En entrant sur le terrain, on perçoit beaucoup plus les cris venant des gradins. Les supporters complètement dingues brandissent leurs pancartes. Le commentateur annonce l'arrivée des Cheetah.

Les Cheetas, c'est nous. Les supporters nous acclament, nous encouragent. Voilà, on y est. À ce fameux terrain de final. Notre coach, Monsieur Georges, se trouve sur son côté. Avec les gars, on s'aligne, tout droit, dans nos tenues jaunes assorties. Comme à l'entrainement. Au début, c'était tellement galère : on avait aucune coordination. Et aujourd'hui, par le trac (l'angoisse surtout), l'adrénaline du moment, on ose plus dire un seul mot. On peut dire qu'on n'est pas vraiment là pour discuter.

Le commentateur annonce le moment tant attendu. Il annonce l'arrivée de l'équipe avec qui nous partageons le dernier match de la saison. La final, contre les Beavers.

Je ne sais pas si vous avez déjà vu un castor ? On pense à un « petit » rongeur avec de longues dents, et une longue queue. Eh bien là, ce sont tout sauf de « petits » rongeurs. Ce sont des putains de mecs qui font quatre fois notre taille et nos muscles. Pour ce qui est des dents, ils n'en ont pas d'aussi longues (heureusement, sinon j'aurais sûrement montré la vitesse maximale à laquelle je peux courir). Ils sont tous sauf accueillants (après, y a-t-il vraiment une équipe accueillante dans le rugby, et encore plus dans ces circonstances ?).

Leurs supporters se mettent à hurler leurs noms. Ils sont plus nombreux et beaucoup plus brutaux que les nôtres. Les Beavers crient aussi. Leur capitaine, Jordan, en faisant un 360° sur lui-même, croise mon regard. Tout semble ralentir. Nos regards durent une éternité. J'ai le temps de tout ressentir, mes mains deviennent un peu moites en analysant la manière dont il me regarde. Un mélange de fascination et de stress m'envahit. C'est un regard menaçant, du style « je vais t'écraser, peu importe comment tu t'en sortiras, par la suite ». Pendant cette longue seconde, j'ai aussi l'occasion de croiser le regard de mon entraineur, qui se veut rassurant. Je me rends compte alors, que devant Jordan, je suis totalement recrobillé. J'étais en train de m'écraser devant lui. Je me redresse, et soulève son regard. Son petit sourire se crispe pendant une fraction de seconde. Il n'est pas confiant.

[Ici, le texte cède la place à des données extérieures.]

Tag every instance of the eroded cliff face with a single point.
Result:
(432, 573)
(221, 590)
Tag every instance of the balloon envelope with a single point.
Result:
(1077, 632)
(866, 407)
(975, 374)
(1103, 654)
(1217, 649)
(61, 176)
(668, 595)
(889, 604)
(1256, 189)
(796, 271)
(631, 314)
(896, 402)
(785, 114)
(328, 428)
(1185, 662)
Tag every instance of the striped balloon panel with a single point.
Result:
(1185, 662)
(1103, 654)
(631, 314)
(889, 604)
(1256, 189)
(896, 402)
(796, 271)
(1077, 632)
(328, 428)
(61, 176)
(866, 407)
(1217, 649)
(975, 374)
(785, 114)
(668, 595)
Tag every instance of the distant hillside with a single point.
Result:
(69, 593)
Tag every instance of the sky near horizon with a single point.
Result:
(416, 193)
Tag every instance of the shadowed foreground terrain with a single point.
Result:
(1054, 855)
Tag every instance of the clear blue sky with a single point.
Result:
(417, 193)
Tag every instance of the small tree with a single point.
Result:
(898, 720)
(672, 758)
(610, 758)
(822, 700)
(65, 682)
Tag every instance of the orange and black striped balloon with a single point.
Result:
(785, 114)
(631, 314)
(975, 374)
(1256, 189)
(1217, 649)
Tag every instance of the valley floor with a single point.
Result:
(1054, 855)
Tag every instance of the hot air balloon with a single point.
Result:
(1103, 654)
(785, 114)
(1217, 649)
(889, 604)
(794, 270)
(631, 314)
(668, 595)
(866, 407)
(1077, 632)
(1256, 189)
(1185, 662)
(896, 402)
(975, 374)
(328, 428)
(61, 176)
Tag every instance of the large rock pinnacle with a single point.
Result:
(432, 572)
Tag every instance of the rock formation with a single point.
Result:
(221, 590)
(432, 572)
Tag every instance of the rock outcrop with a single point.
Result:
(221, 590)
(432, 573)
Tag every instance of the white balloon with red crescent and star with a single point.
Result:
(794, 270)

Les cercles se forment. Ce sont les derniers instants de discussion avant le « carnage ». Mon regard se voile pendant trois secondes. Mais quelque chose change, je ne saurai dire quoi. Mais ce n'est pas le moment d'y penser. On répète une dernière fois notre tactique, et partons en match.

Les premières passes se font envers et contre nous. Les supporters crient, tout en ne perdant aucune seconde au match. Les Beavers sont forts, mais nous le sommes aussi. Ils ont l'agressivité, nous avons la tactique. Quelque chose me dit que je ne sortirai pas indemne de ce match... Notre équipe marque treize points dont huit par mon jeu. Les Beavers prennent le rythme avec douze points : dix par le jeu de Jordan...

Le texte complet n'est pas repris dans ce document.